In tal prospettiva, il Garante per la protezione dei dati personali, ha precisato che il datore di lavoro deve ottenere il consenso del lavoratore interessato “solo quando, anche a seconda della natura dei dati, non sia corretto avvalersi di uno degli altri presupposti equipollenti al consenso”. Pertanto, la legittimazione del datore di lavoro al trattamento dei dati personali dei lavoratori deve ritenersi prevalentemente basata su presupposti diversi dal consenso dei lavoratori interessati, quali sono quelli elencati nell’articolo 24 del Codice della privacy. In base a tale disposizione, il consenso non è richiesto quando il trattamento in questione sia necessario “per adempiere ad un obbligo previsto dalla legge, da un regolamento o dalla normativa comunitaria”.

Particolare rilievo nel rapporto di lavoro riveste, inoltre, il presupposto di legittimazione costituito dal perseguimento di “un legittimo interesse nei casi individuati dal Garante sulla base dei principi sanciti dalla legge”. Ed infatti, sulla base del bilanciamento degli interessi in conflitto, il Garante ha ritenuto che tale presupposto può realizzarsi anche nelle ipotesi in cui il trattamento di dati personali sia diretto a soddisfare “esigenze organizzative e produttive” del datore di lavoro.
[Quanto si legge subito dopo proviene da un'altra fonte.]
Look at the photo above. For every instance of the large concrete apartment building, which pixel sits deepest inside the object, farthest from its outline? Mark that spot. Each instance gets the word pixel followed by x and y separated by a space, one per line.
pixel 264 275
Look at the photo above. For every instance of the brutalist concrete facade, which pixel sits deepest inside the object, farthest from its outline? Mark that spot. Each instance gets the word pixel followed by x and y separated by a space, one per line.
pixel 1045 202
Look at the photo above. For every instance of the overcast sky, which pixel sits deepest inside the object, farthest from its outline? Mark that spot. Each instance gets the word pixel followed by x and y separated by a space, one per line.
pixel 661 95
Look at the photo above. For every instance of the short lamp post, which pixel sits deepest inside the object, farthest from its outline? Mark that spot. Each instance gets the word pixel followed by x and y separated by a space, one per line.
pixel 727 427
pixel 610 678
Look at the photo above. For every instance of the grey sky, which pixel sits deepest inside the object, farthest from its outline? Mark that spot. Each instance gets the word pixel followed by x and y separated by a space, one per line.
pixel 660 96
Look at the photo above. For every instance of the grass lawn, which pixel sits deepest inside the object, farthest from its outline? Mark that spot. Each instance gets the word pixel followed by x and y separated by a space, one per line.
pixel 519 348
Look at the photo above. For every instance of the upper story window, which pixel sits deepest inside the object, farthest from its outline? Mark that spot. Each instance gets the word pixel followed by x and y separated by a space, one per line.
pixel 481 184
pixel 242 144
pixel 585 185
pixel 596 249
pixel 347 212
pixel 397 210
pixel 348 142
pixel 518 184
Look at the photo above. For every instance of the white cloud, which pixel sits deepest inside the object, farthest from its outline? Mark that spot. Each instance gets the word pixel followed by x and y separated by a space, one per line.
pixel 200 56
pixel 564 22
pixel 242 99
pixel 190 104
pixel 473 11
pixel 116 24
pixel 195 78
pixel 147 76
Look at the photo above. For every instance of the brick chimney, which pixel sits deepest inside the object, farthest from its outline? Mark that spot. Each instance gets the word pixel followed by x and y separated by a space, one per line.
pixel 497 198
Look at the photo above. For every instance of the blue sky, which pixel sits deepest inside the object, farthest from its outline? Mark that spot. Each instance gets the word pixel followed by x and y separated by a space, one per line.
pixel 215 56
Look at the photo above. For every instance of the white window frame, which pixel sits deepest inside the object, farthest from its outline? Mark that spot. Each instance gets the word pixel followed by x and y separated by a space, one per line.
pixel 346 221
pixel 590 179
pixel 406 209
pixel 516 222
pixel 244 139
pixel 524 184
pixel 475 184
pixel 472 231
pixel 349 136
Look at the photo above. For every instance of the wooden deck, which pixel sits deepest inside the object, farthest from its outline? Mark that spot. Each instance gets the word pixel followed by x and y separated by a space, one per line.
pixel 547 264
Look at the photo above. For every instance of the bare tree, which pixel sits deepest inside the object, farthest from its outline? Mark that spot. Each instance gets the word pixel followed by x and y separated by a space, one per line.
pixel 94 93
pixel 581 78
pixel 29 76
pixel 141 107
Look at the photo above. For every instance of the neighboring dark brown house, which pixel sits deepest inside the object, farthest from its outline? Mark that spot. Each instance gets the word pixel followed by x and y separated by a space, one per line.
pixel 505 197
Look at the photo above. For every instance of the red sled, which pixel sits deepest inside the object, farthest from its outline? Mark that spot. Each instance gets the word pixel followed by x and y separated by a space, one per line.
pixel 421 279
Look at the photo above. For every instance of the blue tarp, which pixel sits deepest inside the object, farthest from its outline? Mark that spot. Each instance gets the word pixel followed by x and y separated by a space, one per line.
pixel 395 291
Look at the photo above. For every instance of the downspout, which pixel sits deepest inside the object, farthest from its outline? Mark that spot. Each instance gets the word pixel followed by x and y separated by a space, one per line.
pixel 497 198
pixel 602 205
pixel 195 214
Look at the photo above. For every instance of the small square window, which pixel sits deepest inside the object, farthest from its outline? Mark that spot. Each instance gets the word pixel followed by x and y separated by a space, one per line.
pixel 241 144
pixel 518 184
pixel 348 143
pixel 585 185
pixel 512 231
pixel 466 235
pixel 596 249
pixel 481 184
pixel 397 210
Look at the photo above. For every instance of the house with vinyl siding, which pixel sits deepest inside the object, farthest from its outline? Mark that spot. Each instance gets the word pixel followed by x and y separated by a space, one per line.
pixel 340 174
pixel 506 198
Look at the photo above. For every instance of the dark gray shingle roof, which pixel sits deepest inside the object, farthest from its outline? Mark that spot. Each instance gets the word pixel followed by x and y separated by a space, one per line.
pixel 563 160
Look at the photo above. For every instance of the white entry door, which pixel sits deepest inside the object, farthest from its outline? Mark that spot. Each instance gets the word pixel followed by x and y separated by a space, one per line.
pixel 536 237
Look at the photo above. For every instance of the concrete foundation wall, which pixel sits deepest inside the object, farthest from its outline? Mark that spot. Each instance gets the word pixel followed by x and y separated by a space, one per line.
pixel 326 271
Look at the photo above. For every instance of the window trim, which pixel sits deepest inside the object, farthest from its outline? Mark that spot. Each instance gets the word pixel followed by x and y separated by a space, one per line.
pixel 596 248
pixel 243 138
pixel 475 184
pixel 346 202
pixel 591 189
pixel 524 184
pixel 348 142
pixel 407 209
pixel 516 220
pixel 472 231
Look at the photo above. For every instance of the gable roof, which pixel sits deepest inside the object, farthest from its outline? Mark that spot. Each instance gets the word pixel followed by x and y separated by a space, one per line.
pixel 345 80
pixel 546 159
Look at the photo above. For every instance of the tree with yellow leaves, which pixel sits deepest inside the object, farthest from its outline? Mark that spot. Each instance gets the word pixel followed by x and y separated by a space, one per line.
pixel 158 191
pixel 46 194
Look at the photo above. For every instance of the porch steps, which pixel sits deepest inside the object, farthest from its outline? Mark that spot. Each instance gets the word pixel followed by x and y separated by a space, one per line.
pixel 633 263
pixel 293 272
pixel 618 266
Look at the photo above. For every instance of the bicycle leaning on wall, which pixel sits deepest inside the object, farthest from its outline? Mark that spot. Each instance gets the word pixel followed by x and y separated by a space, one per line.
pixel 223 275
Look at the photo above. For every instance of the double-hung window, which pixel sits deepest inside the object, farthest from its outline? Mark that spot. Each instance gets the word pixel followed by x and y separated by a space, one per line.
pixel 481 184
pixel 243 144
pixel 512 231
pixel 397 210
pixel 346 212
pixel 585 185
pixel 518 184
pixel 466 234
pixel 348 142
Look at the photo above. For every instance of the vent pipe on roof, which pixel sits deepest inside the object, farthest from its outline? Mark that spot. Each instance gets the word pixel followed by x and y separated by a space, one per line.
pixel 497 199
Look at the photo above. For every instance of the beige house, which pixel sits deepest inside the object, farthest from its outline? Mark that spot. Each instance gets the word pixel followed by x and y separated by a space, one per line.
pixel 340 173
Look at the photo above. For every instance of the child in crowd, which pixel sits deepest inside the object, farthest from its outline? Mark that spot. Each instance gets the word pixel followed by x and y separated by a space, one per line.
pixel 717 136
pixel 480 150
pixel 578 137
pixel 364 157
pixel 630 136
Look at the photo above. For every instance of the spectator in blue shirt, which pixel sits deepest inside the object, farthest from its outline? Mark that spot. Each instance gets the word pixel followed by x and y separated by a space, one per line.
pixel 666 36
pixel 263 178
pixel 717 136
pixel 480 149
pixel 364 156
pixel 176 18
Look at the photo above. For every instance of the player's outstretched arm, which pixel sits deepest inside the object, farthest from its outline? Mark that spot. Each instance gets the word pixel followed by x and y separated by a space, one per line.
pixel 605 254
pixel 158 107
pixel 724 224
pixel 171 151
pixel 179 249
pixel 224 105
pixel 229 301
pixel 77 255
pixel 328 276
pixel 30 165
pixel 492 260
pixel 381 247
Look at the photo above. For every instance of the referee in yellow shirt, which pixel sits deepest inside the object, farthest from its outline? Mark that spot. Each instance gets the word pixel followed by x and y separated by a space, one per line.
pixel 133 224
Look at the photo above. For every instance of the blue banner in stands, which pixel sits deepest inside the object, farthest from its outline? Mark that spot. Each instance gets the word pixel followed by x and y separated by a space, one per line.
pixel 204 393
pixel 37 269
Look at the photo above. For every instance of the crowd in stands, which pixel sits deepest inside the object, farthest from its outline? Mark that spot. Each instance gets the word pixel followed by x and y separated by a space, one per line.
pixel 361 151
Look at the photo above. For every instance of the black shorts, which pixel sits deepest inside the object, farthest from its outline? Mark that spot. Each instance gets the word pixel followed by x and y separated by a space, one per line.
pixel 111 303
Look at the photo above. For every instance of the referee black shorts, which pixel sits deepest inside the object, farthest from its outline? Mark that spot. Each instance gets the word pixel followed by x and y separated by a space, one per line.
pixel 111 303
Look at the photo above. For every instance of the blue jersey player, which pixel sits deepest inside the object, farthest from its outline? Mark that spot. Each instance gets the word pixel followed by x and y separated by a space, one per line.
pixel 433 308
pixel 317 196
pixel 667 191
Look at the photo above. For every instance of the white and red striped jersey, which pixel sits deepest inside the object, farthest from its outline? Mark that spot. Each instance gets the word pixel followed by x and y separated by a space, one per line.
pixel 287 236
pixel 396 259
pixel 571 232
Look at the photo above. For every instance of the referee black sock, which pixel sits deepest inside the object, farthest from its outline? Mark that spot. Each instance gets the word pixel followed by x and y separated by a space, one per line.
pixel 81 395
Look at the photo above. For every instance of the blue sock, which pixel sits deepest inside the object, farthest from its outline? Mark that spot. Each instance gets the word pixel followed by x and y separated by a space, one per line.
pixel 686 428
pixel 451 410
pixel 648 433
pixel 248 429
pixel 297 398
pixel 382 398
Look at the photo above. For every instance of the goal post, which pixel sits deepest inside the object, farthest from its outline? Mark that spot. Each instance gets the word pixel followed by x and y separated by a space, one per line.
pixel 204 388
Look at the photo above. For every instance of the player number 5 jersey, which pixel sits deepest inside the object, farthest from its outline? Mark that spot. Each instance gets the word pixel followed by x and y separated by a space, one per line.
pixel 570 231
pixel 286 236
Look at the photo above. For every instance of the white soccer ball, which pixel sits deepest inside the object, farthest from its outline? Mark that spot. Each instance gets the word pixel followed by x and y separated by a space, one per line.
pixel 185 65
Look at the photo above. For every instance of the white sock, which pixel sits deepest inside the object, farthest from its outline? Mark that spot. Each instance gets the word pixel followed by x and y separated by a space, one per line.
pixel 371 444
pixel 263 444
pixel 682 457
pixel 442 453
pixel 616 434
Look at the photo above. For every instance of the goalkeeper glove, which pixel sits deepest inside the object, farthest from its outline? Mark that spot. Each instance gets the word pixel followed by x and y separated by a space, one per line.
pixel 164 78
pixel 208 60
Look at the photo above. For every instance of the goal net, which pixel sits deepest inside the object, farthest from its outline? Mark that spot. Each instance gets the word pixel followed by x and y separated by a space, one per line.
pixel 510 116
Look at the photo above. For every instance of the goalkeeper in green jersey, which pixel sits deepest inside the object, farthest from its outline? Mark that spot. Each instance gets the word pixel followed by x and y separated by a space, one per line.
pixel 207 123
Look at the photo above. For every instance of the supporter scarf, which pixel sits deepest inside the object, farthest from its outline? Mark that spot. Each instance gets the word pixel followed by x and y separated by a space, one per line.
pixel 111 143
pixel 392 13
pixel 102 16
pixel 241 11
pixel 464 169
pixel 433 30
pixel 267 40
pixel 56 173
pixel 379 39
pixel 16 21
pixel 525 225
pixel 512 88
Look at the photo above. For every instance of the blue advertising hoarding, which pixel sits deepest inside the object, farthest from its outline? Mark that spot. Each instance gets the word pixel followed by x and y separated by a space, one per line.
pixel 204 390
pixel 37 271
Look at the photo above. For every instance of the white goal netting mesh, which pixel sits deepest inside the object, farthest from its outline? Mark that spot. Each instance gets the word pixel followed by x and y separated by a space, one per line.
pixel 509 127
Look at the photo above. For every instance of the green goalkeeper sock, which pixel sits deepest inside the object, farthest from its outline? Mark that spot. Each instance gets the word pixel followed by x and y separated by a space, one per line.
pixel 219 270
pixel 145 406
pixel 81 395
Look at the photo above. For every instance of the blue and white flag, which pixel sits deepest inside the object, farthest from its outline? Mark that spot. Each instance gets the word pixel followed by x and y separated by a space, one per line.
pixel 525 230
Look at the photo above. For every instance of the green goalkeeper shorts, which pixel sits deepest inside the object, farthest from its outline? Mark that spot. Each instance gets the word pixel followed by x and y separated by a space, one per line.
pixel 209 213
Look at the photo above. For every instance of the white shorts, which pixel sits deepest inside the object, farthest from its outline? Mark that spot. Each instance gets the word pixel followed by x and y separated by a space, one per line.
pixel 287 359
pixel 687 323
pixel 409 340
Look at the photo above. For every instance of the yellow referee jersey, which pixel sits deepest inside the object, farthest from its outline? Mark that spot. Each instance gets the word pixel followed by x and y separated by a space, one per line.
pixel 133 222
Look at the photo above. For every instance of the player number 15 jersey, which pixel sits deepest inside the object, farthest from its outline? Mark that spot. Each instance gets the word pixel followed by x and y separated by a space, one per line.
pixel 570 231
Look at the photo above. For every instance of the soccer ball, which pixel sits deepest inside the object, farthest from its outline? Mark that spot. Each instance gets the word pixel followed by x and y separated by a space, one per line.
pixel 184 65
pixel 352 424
Il consenso del lavoratore interessato costituisce, quindi, il principale presupposto di legittimazione del trattamento soltanto quando questo abbia ad oggetto “i dati che possono per loro natura ledere le libertà fondamentali o la vita privata”, cioè soltanto quando si tratti del trattamento dei cd. “dati sensibili”, quali sono i “dati personali idonei a rivelare l’origine razziale ed etnica, le convinzioni religiose, filosofiche o di altro genere, le opinioni politiche, l’adesione a partiti, sindacati, associazioni od organizzazioni a carattere religioso, filosofico, politico o sindacale, nonché i dati personali idonei a rivelare lo stato di salute e la vita sessuale”.

Il trattamento di tali dati viene, infatti, circondato da particolari cautele poiché presenta oggettivamente una spiccata potenzialità lesiva per il soggetto interessato, trattandosi di informazioni che attengono alla sfera più intima della persona. Ciò nonostante, avendo ancora riguardo alle specifiche esigenze connesse con il rapporto di lavoro, la disciplina comunitaria ha espressamente previsto che anche il trattamento dei dati sensibili, in particolari ipotesi, possa essere legittimato pur in assenza del consenso del lavoratore.